European, U.S. chipmakers push higher after ASML’s net bookings beat estimates

Published 15/10/2025, 09:14
© Reuters

Investing.com - Shares of U.S. and European chipmakers ticked higher on Wednesday after ASML posted better-than-expected quarterly net bookings but unveiled a tepid financial forecast.

In early European trading, ASML had gained 3.3%, pushing up regional peers like Germany’s Infineon and Siltronic, as well as STMicro in France. Nvidia, Advanced Micro Devices, and Broadcom were also in the green in U.S. premarket trading.

ASML warned of a significant decline in sales from China, threatening to dampen sentiment around quarterly earnings from the semiconductor giant that were otherwise powered by an ongoing wave of enthusiasm around artificial intelligence.

The Dutch firm recently became Europe’s largest listed company thanks in large part to heavy demand for its lithography tools, which play a central role in the production of the chips underpinning the AI boom.

CEO Christophe Fouquet said that it was seeing “positive momentum” in investments into AI. A stream of agreements between AI firms and chipmakers have been unveiled in September and October, simultaneously adding to the euphoria around the nascent technology and sparking fears of a bubble reminiscent of the dotcom craze in the late 1990s.

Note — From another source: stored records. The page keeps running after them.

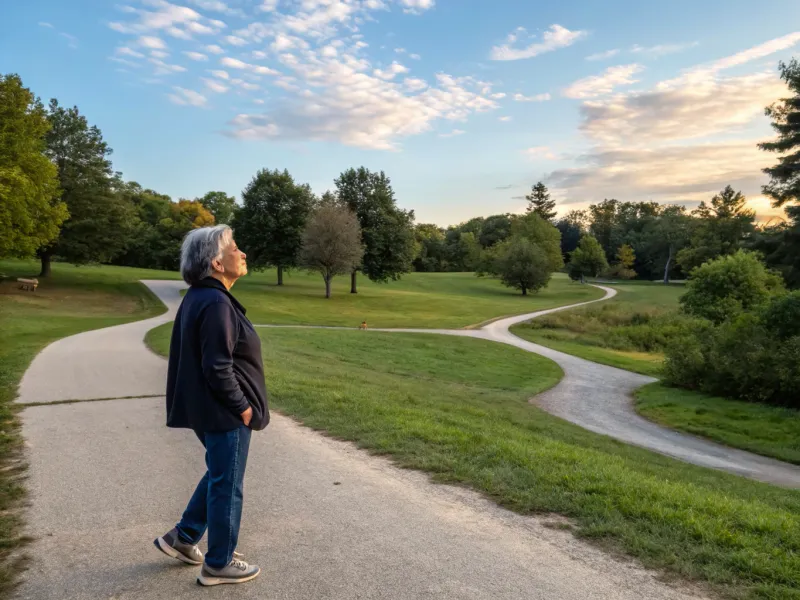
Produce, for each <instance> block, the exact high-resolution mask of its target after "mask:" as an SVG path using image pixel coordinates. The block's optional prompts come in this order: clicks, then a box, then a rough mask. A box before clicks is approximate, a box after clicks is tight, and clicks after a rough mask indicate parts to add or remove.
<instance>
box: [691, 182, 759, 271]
mask: <svg viewBox="0 0 800 600" xmlns="http://www.w3.org/2000/svg"><path fill="white" fill-rule="evenodd" d="M746 203H747V199H746V198H745V197H744V195H742V193H741V192H737V191H736V190H734V189H733V188H732V187H731V186H726V187H725V189H724V190H722V191H721V192H720V193H719V194H716V195H715V196H714V197H713V198H712V199H711V204H706V202H705V201H703V202H701V203H700V206H698V207H697V208H696V209H695V210H694V211H692V216H693V217H695V218H694V219H693V220H692V223H691V227H690V231H691V236H690V245H689V246H688V247H687V248H684V249H683V250H681V251H680V252H679V253H678V255H677V257H676V261H677V262H678V264H679V265H680V266H681V269H683V271H684V272H685V273H689V272H690V271H691V270H692V269H694V268H695V267H699V266H700V265H702V264H703V263H704V262H706V261H708V260H712V259H714V258H717V257H718V256H727V255H729V254H733V253H734V252H736V251H737V250H738V249H739V248H740V247H741V246H742V244H743V243H744V242H745V241H746V240H747V238H748V237H749V236H750V235H752V233H753V232H754V231H755V226H754V222H755V218H756V215H755V212H754V211H753V210H750V209H748V208H747V207H746Z"/></svg>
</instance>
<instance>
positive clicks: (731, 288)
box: [680, 250, 783, 323]
mask: <svg viewBox="0 0 800 600" xmlns="http://www.w3.org/2000/svg"><path fill="white" fill-rule="evenodd" d="M781 291H783V280H782V279H781V277H780V275H778V274H777V273H774V272H772V271H770V270H768V269H767V268H766V267H765V266H764V264H763V263H762V262H761V260H760V259H759V255H758V254H754V253H752V252H746V251H744V250H739V251H738V252H737V253H736V254H732V255H730V256H724V257H720V258H717V259H715V260H711V261H708V262H706V263H704V264H703V265H701V266H699V267H697V268H696V269H694V270H693V271H692V273H691V277H690V280H689V283H688V285H687V286H686V293H685V294H684V295H683V296H681V299H680V302H681V306H682V308H683V311H684V312H685V313H686V314H688V315H692V316H695V317H700V318H703V319H708V320H710V321H713V322H714V323H722V322H723V321H727V320H730V319H733V318H735V317H736V316H737V315H740V314H742V313H743V312H747V311H749V310H753V309H756V308H758V307H759V306H761V305H763V304H764V303H765V302H766V301H767V300H768V299H769V298H770V296H771V295H773V294H775V293H778V292H781Z"/></svg>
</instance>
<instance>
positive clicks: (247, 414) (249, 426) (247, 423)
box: [241, 406, 253, 427]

Net bookings, ASML’s most closely monitored financial metric, in the third quarter came in at 5.40 billion euros, topping estimates of 5.36 billion euros, according to Visible Alpha data cited by Reuters. Net income, meanwhile, stood at 2.12 billion euros, versus expectations of 2.11 billion euros.

But the group warned of a downturn in sales next year in China, which accounted for almost a third of new tool sales over the first nine months of 2025. This contributed to a guidance for flat or higher sales in 2026 -- a lukewarm projection for a business anticipated to benefit heavily from AI.

Analysts at Jefferies argued that the results and outlook do not "give too much ammunition to either bulls or bears," but, following a more than 26% spike in ASML shares this year, a "lack of confidence in growth in 2026" could be "insufficient" to drive the stock higher "much further."